Last week the FCC passed new rules for net neutrality, declaring an open Internet for all. Since the announcement was made, there has been some serious debate on what net neutrality means for businesses, and how it will transform the TV industry. It has been said that net neutrality is a win for both SVOD and for consumers, helping to bring more innovative services to market, and reduce prices for today’s viewers. But is there more to the ruling that consumers are missing?

The net neutrality debate has been going on for some time now. It first started in 2002, when the FCC classified cable broadband as an information service. Since then, there have been policies, complaints and tried attempts at ruling to create regulations amongst the Internet. Now, some 13 years later, the Internet is now classified in the same boat as telecommunications services- a public utility. As a result, ISPs have been banned from blocking or slowing down broadband, or for charging premiums for ‘fast-lane’ broadband services (also known as paid prioritization).
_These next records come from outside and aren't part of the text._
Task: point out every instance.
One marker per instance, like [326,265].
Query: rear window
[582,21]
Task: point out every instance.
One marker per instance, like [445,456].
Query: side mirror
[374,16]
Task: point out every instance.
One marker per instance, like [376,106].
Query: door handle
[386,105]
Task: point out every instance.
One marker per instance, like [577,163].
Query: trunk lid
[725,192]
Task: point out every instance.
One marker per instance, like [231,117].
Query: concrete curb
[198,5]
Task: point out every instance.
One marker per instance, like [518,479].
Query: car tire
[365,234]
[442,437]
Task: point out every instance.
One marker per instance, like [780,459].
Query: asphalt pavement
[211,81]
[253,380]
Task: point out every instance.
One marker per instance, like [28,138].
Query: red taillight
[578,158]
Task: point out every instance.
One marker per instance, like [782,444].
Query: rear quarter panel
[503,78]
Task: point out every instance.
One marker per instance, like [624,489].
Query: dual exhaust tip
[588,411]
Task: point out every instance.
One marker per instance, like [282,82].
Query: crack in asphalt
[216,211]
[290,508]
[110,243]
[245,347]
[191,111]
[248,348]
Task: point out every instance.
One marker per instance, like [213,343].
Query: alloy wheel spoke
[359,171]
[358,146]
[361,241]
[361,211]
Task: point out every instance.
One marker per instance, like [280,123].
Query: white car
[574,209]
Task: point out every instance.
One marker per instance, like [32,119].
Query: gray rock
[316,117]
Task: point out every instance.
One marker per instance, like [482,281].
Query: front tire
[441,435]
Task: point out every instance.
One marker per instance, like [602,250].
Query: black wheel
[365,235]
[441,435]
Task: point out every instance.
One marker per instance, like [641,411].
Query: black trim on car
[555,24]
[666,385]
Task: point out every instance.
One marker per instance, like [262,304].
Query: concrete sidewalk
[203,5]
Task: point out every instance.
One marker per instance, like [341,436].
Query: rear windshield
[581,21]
Simply put, the Internet is now a free market. Content owners will not have to pay to get their content out to consumers, and cable providers will not be able to favour larger companies who pay them lots of money. Small start-ups that would have otherwise needed wads of cash to bid against the big players now have a fighting chance of survival.

The ruling also means that there is more opportunity for innovation and competition- and we all know that competition is good for consumers. As new, creative services come to market, businesses fight it out, services get better, prices drop and there is more choice. It’s win-win for everyone.
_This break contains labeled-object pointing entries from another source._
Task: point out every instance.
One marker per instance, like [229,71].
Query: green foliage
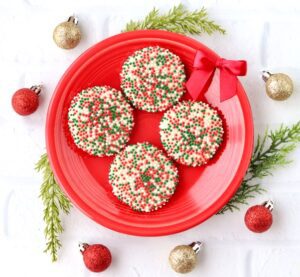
[54,202]
[178,20]
[271,152]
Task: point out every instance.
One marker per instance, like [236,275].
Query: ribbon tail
[228,85]
[197,83]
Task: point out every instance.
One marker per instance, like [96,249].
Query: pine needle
[178,20]
[271,152]
[54,202]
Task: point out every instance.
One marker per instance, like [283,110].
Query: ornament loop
[37,89]
[197,246]
[82,246]
[269,205]
[73,19]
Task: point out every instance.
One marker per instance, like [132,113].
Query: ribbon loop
[203,70]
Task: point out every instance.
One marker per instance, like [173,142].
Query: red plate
[202,191]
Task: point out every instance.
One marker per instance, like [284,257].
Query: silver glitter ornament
[67,34]
[279,86]
[183,258]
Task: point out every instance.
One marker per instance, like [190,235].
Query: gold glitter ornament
[279,86]
[183,258]
[67,34]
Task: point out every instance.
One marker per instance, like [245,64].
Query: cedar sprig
[55,202]
[178,20]
[271,152]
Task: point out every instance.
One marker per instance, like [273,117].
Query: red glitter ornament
[96,257]
[259,218]
[25,101]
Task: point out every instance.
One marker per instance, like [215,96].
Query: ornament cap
[196,246]
[266,75]
[37,89]
[269,205]
[82,246]
[73,19]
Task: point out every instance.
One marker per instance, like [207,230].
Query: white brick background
[263,32]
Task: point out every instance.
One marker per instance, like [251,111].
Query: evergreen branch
[270,152]
[178,20]
[54,202]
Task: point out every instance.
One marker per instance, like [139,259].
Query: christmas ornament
[259,218]
[67,34]
[25,101]
[96,257]
[279,86]
[183,258]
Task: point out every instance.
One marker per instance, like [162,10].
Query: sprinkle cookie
[153,79]
[100,121]
[191,132]
[143,177]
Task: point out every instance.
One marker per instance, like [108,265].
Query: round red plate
[201,192]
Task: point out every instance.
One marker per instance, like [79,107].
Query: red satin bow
[205,67]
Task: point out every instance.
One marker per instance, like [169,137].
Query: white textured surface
[266,33]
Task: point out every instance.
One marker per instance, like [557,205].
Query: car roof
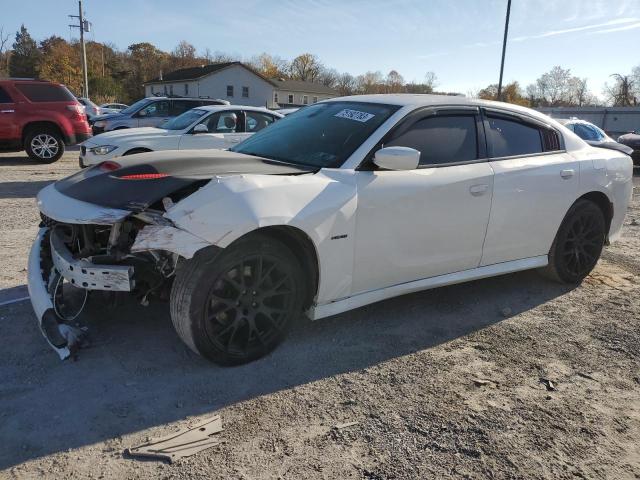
[431,100]
[221,108]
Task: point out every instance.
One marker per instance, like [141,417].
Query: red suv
[40,117]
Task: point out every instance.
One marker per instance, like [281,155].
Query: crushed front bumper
[64,338]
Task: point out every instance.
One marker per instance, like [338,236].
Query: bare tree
[345,84]
[4,54]
[306,67]
[621,93]
[431,80]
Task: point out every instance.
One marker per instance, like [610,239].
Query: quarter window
[510,137]
[441,139]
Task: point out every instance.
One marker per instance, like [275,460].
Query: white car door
[430,221]
[225,129]
[535,183]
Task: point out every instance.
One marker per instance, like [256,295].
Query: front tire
[578,243]
[235,305]
[44,145]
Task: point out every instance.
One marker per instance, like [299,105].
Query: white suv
[220,126]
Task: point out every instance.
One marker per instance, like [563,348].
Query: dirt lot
[442,384]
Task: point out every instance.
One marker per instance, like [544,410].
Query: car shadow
[22,189]
[138,374]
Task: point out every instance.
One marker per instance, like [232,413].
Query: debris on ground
[184,443]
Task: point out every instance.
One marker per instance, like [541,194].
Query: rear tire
[578,244]
[235,305]
[44,144]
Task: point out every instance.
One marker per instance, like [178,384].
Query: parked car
[632,140]
[90,108]
[112,107]
[149,112]
[593,135]
[218,126]
[348,202]
[40,117]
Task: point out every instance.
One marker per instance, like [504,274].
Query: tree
[25,56]
[345,84]
[183,56]
[621,94]
[394,82]
[60,62]
[511,93]
[306,67]
[270,66]
[4,54]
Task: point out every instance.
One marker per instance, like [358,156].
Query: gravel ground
[442,384]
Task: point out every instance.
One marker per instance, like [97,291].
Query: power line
[84,26]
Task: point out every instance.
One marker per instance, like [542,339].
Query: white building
[239,84]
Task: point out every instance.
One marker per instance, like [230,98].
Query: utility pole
[504,48]
[84,27]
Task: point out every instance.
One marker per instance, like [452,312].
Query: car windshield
[183,120]
[320,135]
[135,107]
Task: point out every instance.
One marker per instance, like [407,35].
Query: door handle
[477,190]
[567,173]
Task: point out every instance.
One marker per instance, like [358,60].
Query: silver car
[149,112]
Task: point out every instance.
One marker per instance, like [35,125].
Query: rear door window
[441,139]
[45,92]
[4,96]
[157,109]
[508,138]
[256,121]
[180,106]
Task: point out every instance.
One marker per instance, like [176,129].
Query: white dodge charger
[344,203]
[217,126]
So it all seems reasonable. The regulation will stop monopolies forming and there will be a fair market for all. And, in all honesty, should content providers really have to pay extra just to get their content out to consumers? Don’t consumers have the right to pick and choose the services they want to use, rather than be given services because someone has paid a big fat cheque?

Netflix also seems to think this is a win for consumers. But as always, there are two sides to this story, and there are some things to consider with the ruling. Firstly, in this day and age where technology rules pretty much everything, does a ruling that was made in the 1930s really apply to our lives today? If the FCC does have a say in the new rulings, will content be blocked in different ways? Will the FCC be able to dictate rates and impose tariffs? Will it stop future investment? Nokia Networks CEO Rajeev Suri thinks so, saying that “It won’t be pro-consumer in the long term if you don’t focus on investment.”
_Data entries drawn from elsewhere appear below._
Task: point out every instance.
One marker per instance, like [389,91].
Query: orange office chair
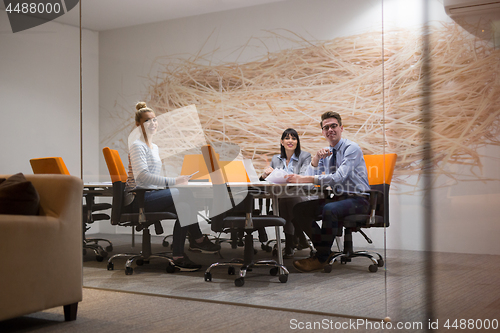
[238,217]
[380,170]
[140,220]
[56,165]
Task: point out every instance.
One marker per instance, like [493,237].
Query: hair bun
[140,105]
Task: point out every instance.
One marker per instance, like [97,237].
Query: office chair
[380,170]
[56,165]
[140,220]
[239,217]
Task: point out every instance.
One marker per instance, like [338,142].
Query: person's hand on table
[267,172]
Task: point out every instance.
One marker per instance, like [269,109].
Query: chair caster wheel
[239,282]
[283,278]
[170,268]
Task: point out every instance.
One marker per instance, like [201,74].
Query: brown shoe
[310,264]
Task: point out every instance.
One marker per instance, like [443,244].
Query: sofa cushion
[18,196]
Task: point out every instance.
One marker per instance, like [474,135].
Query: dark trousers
[332,213]
[162,201]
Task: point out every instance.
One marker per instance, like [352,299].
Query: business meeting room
[250,165]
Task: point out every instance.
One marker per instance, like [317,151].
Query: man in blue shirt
[340,166]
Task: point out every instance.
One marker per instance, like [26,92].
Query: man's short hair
[330,114]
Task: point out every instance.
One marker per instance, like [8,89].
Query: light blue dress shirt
[351,176]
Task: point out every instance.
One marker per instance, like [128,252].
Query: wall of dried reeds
[250,104]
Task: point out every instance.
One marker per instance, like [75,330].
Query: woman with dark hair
[293,160]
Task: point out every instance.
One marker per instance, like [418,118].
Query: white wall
[40,94]
[127,61]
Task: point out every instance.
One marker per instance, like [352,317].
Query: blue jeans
[332,213]
[162,201]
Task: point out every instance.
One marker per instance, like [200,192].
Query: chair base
[376,258]
[348,253]
[143,257]
[108,248]
[247,264]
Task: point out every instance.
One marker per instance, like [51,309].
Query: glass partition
[40,85]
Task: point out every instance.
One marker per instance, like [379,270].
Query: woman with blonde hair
[293,160]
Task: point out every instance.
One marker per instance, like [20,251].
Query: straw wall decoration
[251,103]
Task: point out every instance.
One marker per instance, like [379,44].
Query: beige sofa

The full details of the ruling haven’t yet been made public. And for consumers, while it is an opportunity for new services to come to light, in all honesty, I am sure they won’t notice much difference. Their Internet won’t suddenly be faster, and your Netflix will probably still buffer. But with something as important and integral to everyday life as the Internet, I think regulation and preserving a free market can only be a good thing.